After graduating and going undrafted in the 2025 NBA Draft, Stefanovič joined the Orlando Magic for the 2025 NBA Summer League in Las Vegas. After not making the final cut, Stefanović joined the FMP of the Serbian League and the ABA League.

== National team career ==
He represented the Serbia U19 national team at the 2021 FIBA Under-19 Basketball World Cup.
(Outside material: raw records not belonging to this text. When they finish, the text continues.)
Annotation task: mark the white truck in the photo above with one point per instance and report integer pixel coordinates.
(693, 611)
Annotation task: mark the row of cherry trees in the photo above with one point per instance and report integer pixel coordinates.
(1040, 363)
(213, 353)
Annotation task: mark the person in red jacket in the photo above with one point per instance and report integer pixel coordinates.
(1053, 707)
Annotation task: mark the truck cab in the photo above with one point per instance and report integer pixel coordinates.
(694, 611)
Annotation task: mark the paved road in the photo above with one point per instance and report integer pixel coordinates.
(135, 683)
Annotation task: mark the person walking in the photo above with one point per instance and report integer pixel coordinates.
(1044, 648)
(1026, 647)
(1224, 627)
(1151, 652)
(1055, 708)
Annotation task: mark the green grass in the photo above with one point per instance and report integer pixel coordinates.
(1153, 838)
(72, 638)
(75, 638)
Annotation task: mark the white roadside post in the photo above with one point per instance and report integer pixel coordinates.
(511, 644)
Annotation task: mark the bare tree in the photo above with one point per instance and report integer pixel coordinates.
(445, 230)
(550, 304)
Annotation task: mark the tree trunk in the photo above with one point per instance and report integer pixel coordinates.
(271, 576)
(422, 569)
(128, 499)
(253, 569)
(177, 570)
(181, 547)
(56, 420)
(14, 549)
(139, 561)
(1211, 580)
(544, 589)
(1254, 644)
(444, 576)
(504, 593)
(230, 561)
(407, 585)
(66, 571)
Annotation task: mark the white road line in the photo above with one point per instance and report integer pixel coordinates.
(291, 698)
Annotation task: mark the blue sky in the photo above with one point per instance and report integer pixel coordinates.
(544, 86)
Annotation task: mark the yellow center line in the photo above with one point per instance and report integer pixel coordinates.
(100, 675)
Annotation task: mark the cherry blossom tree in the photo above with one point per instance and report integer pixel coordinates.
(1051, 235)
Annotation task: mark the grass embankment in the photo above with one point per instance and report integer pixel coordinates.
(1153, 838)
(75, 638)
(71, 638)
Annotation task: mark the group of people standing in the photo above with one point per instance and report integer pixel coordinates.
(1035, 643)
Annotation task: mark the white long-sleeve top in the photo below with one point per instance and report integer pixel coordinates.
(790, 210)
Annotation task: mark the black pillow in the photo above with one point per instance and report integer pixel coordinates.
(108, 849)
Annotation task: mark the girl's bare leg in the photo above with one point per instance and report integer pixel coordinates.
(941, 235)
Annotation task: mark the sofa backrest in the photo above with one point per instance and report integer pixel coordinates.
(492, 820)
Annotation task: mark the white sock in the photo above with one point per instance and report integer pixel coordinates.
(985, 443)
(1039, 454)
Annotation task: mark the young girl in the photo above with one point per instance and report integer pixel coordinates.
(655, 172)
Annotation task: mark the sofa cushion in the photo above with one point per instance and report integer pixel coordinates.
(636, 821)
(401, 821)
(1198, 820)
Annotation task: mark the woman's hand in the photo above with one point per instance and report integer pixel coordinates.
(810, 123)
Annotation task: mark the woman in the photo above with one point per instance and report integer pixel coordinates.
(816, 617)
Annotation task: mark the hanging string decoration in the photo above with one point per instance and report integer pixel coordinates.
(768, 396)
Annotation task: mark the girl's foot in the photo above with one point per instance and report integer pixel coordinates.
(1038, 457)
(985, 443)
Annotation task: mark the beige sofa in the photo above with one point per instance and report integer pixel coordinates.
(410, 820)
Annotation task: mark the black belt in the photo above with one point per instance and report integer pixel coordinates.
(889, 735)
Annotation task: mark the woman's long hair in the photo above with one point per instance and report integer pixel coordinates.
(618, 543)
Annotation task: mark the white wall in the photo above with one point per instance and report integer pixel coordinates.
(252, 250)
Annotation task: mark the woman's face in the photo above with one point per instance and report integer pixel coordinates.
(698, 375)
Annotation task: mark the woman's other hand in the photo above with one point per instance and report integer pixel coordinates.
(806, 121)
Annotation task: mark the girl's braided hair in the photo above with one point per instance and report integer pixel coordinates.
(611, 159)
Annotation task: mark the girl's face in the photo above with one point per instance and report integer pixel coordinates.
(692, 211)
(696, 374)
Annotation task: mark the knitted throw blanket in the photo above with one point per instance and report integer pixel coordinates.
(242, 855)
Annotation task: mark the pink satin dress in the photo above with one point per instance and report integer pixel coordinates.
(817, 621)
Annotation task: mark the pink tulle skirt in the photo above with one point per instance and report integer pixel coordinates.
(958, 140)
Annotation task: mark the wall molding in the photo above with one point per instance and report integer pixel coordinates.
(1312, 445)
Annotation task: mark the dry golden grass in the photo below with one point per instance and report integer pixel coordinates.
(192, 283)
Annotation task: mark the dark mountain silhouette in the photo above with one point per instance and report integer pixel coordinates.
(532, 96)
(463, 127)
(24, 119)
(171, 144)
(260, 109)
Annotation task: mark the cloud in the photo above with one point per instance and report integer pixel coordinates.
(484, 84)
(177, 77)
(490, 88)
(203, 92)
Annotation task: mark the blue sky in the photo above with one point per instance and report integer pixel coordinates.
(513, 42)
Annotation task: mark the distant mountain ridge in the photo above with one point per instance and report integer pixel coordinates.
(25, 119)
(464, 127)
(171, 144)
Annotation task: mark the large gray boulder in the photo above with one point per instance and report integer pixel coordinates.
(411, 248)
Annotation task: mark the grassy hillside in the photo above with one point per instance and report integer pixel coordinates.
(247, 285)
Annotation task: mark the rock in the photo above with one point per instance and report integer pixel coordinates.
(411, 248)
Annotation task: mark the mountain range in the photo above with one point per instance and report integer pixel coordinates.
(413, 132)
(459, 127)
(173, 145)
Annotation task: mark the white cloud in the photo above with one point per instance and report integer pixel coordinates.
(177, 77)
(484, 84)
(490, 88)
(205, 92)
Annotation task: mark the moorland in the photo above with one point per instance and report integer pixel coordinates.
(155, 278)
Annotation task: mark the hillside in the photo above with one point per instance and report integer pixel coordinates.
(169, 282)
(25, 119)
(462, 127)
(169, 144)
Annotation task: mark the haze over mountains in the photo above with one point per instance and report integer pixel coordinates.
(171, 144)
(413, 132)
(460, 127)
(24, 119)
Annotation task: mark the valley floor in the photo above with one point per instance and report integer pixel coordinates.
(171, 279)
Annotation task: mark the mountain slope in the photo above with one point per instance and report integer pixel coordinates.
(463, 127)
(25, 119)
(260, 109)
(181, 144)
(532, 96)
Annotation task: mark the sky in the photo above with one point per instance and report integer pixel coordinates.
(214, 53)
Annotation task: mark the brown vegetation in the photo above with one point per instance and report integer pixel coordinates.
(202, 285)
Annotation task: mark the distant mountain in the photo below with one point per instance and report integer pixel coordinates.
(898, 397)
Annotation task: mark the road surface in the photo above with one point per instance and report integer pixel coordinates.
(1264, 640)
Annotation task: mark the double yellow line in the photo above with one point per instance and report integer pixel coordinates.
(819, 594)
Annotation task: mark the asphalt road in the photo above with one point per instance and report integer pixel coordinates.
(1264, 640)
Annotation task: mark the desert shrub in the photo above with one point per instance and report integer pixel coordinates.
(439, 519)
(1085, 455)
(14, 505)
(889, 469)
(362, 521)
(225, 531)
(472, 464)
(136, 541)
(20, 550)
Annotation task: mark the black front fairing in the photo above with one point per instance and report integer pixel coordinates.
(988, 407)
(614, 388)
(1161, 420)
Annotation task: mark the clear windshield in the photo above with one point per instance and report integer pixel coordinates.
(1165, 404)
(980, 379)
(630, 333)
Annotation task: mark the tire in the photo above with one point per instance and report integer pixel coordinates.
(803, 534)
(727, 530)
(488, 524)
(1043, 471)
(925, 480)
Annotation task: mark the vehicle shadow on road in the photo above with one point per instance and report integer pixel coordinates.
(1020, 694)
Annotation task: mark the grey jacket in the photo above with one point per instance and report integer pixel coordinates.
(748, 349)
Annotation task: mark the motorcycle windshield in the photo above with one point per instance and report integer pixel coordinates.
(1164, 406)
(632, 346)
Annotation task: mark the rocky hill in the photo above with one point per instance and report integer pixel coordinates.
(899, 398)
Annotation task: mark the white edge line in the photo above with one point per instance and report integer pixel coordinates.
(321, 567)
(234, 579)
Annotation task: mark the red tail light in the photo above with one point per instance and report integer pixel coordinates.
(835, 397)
Over seven tournament games, Stefanović averaged 12.4 points, 4.3 rebounds, and 2.4 assists per game.

==Career statistics==

===College===

| Year | Team | GP | GS | MPG | FG% | 3P% | FT% | RPG | APG | SPG | BPG | PPG |
|---|---|---|---|---|---|---|---|---|---|---|---|---|
| 2021–22 | Utah | 31 | 18 | 25.1 | .362 | .308 | .838 | 2.8 | 1.3 | .4 | — | 7.5 |
| 2022–23 | Utah | 32 | 15 | 28.3 | .371 | .359 | .868 | 3.0 | 2.7 | 1.1 | .2 | 10.3 |
| 2023–24 | UCLA | 33 | 33 | 34.6 | .385 | .389 | .868 | 6.1 | 1.6 | 1.1 | .1 | 11.5 |
| 2024–25 | UCLA | 34 | 5 | 16.4 | .404 | .320 | .955 | 1.9 | .9 | .5 | — | 4.7 |
| Career |  | 130 | 71 | 26.0 | .378 | .351 | .869 | 3.5 | 1.6 | .8 | .1 | 8.5 |

===EuroCup===

| Year | Team | GP | GS | MPG | FG% | 3P% | FT% | RPG | APG | SPG | BPG | PPG | PIR |
|---|---|---|---|---|---|---|---|---|---|---|---|---|---|
| 2020–21 | Partizan | 2 | 1 | 3.4 | .0 | .0 | — | — | — | — | — | .0 | -2.0 |

===Domestic leagues===

| Year | Team | League | GP | MPG | FG% | 3P% | FT% | RPG | APG | SPG | BPG | PPG |
|---|---|---|---|---|---|---|---|---|---|---|---|---|
| 2018–19 | Partizan | KLS | 1 | 10.8 | .200 | .0 | — | 1.0 | — | — | — | 2.0 |
| 2019–20 | Mladost Zemun | KLS | 26 | 20.7 | .362 | .337 | .750 | 2.0 | 1.3 | .5 | .1 | 7.0 |
| 2020–21 | Partizan | ABA | 5 | 3.5 | .333 | .250 | — | .4 | .6 | — | — | 1.0 |

==Personal life==
Stefanovič has a younger sister, named Marjia. His father, Goran, stands at a height of 5’11, while his mother, Radmila, stands at 5’5.